The History of Marakkar: The lion of the Arabian Sea

The lion of the Arabian Sea is a familiar story of Mohammed Ali Marakkar aka Kunjali Marakkar IV, a Naval Chief of the Zamorin’s Kingdom of Calicut.

Marakkar Memorial by Indian Navy

Being a historical adaptation, the film visualises 16th century India in a grand style. The article provides the historical background of the Marakkars of Calicut Kingdom, Erstwhile Kerala.

When Constantinople fell into the hands of Ottoman Turks in the 15th century, Europeans lost their trade route in the Middle East and were compelled to explore an alternative route to the East. The arrival of Vasco da Gama, a Portuguese explorer circumfering the Atlantic Ocean to reach Calicut in 1498 changed the course of history.

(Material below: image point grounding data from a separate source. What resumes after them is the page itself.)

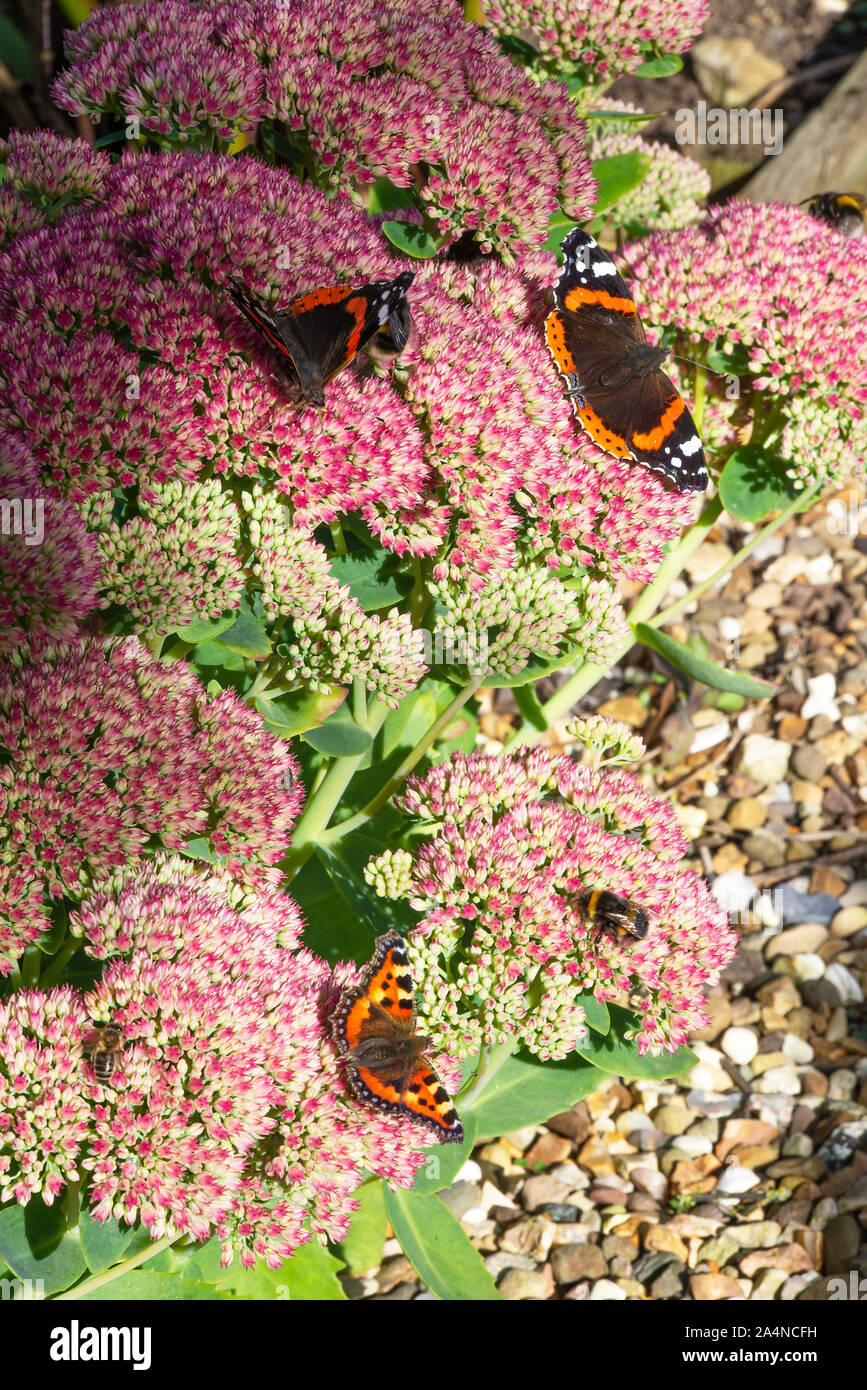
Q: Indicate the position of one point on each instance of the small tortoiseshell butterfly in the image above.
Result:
(623, 399)
(318, 334)
(374, 1027)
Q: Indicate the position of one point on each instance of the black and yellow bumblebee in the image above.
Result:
(610, 915)
(844, 211)
(104, 1050)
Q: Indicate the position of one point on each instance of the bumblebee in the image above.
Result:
(844, 211)
(104, 1051)
(612, 915)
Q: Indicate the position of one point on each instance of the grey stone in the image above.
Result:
(574, 1262)
(805, 906)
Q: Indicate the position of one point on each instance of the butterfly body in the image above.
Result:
(620, 394)
(374, 1029)
(318, 334)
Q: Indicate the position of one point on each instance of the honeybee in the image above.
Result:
(842, 211)
(607, 912)
(104, 1050)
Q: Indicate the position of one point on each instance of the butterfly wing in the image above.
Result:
(598, 342)
(334, 324)
(274, 330)
(368, 1023)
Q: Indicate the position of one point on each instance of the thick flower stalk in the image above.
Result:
(595, 39)
(228, 1111)
(150, 403)
(505, 948)
(104, 752)
(789, 295)
(364, 92)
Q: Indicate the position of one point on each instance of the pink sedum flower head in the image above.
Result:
(503, 947)
(45, 174)
(598, 41)
(363, 92)
(227, 1112)
(106, 751)
(788, 292)
(49, 563)
(156, 409)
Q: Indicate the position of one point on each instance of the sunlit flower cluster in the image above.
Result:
(789, 293)
(143, 396)
(228, 1111)
(503, 947)
(363, 92)
(106, 752)
(598, 41)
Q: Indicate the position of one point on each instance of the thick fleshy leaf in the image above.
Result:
(610, 1054)
(662, 67)
(299, 710)
(371, 578)
(699, 667)
(150, 1286)
(436, 1247)
(618, 174)
(361, 1247)
(36, 1244)
(411, 239)
(103, 1243)
(528, 1091)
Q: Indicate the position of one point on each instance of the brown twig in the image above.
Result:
(767, 877)
(820, 70)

The monopoly of the trade of Arabs with India came to an end with his arrival. Arabs were long term traders who settled in India in the coastal regions. Islam spread here during Prophet Muhammad’s lifetime. Cheraman Juma Masjid was the first mosque to be built in the Indian subcontinent in 629 AD.

The Kunjali Marakkars of Arabic descent were the hereditary naval chiefs of Zamorin. Four Marakkars organised the first naval defence of the Indian Coast by defending Portugal invasion from 1520 – 1600.

According to the Portuguese, they were pirates. But Portuguese were the  real pirates doing it with the Portuguese East India Company which had seaport fortresses and trading posts in the Indian territories like Calicut, Cannanore,  Mangalore, Cochin and Goa where they looted the wealth of India by acquiring spices at rock-bottom prices leading to the loss of poor farmers.

Marakkars along with the Zamorin fought against this. Marakkars have a separate fort and four harbours Moutingue (Muttungal), Badara (Vadakara), Chombaye (Chambal), and Cangelotte (Kaniyaram Kottu) under the ambit of Zamorin.

Kunjali Marakkars had war-paroe, a small craft carrying 30 – 40 men who emerge from small creeks and inconspicuous estuaries attacking the Portugal ships and setting fire to them inflicting heavy damage and casualties and safely disperse in the shallow waters.

Indian navy honoured Marakkars who showed their mighty prowess on the Arabian coast by naming the naval air training centre at Colaba, Mumbai as Naval Maritime Academy INS Kunjali II.